Sulle antiche pietre della casa c'era un assortimento di immagini, simboli e lettere che aveva incuriosito e fatto interrogare gli studiosi di molte epoche. La maggior parte di essi non aveva significati reconditi, come le insegne delle botteghe dell'epoca; ma alcuni, pochi, facevano eccezione. Dopo aver verificato che la strada fosse vuota, Flamel alzò la mano destra e seguì i contorni della lettera N, incisa in una pietra a sinistra della finestra centrale. Poi tracciò la sagoma elaborata della F, sulla parete opposta, lasciando in aria uno scintillante profilo della lettera. Appoggiandosi con una mano sul telaio della finestra, si issò sul davanzale e allungò l'altra mano verso l'alto, trovando a tentoni la forma delle lettere scolpite nell'antica pietra. Trasmettendo un rivolo di energia aurica sulle dita, pigiò una sequenza di lettere... e la pietra si fece tenera e calda al suo contatto. Spinse... e le dita affondarono nella pietra; si strinsero intorno all'oggetto che nel lontano Quindicesimo secolo era stato nascosto nel cuore del solido blocco di granito. Dopo averlo estratto dalla pietra, l'Alchimista indietreggiò di un passo e si staccò dal davanzale, ricadendo leggero a terra. Poi si affrettò ad avvolgere l'oggetto recuperato nella sua copia di "Le Monde", fece dietrofront e si allontanò di buon passo senza neanche voltarsi.
Prima di sbucare di nuovo in Rue de Beaubourg, Flamel capovolse la mano sinistra.
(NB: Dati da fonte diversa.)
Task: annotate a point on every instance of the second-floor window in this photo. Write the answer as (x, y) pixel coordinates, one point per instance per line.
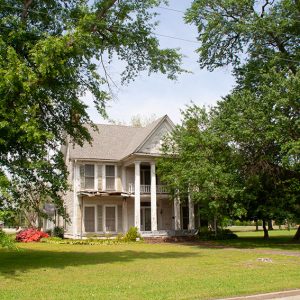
(98, 177)
(110, 177)
(87, 176)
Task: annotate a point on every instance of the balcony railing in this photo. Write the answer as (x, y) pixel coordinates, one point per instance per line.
(146, 189)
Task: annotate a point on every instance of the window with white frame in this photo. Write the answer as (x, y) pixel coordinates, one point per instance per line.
(87, 176)
(89, 218)
(110, 176)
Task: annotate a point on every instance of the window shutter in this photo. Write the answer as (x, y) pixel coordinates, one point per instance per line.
(81, 171)
(100, 182)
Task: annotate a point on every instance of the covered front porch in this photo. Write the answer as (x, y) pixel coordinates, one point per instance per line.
(113, 215)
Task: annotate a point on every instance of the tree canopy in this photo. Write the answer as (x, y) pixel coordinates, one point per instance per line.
(52, 53)
(255, 127)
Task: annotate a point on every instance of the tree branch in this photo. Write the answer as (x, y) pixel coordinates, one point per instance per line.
(24, 14)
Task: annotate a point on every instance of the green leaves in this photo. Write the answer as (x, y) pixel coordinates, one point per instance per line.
(50, 53)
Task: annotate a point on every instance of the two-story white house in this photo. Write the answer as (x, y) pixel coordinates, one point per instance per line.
(115, 186)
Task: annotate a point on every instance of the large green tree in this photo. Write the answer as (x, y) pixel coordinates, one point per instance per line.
(198, 161)
(52, 53)
(260, 40)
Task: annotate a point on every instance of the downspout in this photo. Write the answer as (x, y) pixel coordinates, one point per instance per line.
(81, 217)
(74, 200)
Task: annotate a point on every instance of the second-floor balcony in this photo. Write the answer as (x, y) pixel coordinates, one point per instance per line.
(146, 189)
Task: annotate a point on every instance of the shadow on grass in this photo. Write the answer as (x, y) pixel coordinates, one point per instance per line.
(13, 264)
(280, 243)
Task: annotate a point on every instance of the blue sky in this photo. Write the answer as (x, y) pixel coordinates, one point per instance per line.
(157, 94)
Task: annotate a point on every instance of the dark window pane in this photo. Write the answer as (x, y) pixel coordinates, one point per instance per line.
(110, 171)
(110, 218)
(89, 219)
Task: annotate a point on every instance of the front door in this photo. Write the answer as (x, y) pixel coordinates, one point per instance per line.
(146, 218)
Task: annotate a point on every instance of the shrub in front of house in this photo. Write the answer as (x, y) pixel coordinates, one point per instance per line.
(221, 234)
(30, 235)
(132, 235)
(58, 232)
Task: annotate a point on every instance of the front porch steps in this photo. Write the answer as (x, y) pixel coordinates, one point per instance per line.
(168, 233)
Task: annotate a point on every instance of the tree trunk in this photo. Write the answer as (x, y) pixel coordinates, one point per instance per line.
(266, 233)
(270, 225)
(256, 225)
(297, 235)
Al centro del palmo, ancora intatta, c'era la farfalla che Saint-Germain gli aveva impresso sulla pelle. "Ti riporterà da me" aveva detto.
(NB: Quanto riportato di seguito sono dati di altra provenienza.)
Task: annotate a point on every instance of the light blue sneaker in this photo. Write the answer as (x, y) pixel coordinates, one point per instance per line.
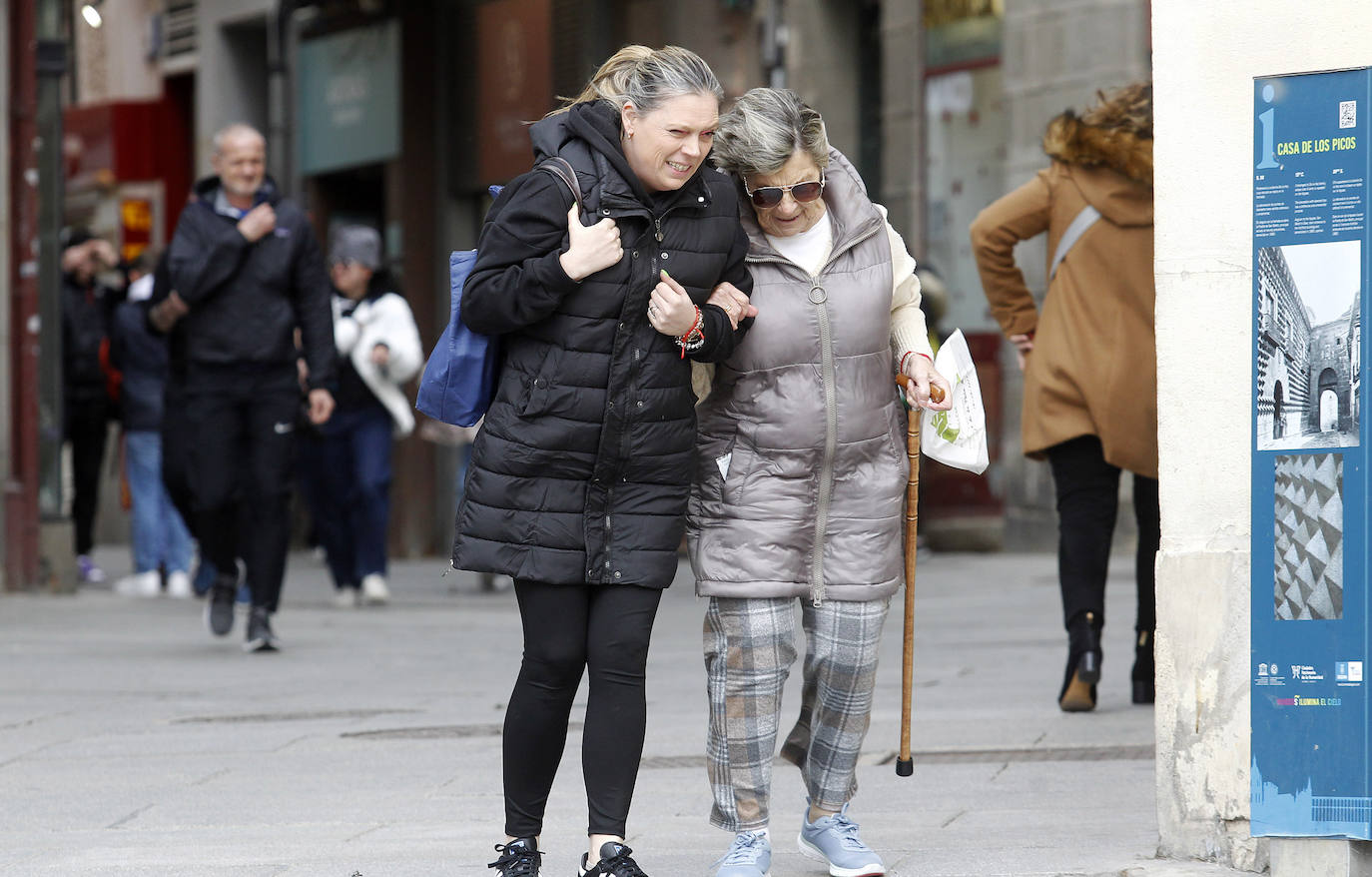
(749, 857)
(835, 841)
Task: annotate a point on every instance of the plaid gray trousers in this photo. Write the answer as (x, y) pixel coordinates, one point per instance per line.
(749, 646)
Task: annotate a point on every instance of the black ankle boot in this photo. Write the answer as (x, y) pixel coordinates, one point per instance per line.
(1078, 682)
(1144, 689)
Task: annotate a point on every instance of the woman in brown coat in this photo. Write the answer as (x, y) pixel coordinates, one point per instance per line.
(1088, 356)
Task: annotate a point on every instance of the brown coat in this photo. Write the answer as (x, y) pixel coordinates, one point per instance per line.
(1093, 368)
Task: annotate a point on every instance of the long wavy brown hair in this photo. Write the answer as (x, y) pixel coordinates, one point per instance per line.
(1123, 109)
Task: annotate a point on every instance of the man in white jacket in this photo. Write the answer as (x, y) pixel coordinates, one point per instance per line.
(378, 351)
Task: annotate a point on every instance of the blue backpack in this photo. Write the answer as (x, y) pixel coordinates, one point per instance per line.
(459, 375)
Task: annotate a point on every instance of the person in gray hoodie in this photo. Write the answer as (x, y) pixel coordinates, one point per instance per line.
(800, 475)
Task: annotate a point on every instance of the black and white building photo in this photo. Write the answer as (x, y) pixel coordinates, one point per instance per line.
(1309, 341)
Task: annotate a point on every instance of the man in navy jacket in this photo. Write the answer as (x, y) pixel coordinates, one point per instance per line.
(248, 267)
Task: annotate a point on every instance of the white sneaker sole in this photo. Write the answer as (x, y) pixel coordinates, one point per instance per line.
(811, 851)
L'Alchimista strofinò il tatuaggio con l'indice della mano destra. — Riportami da Saint-Germain — mormorò. — Conducimi da lui.
Il tatuaggio tremò, le ali si incresparono. Poi si staccò dalla pelle e svolazzò nell'aria. Un attimo dopo la farfalla danzava e si inoltrava sinuosa nella strada.
— Astuto — commentò Flamel. — Molto astuto. — E si incamminò sulle tracce della farfalla.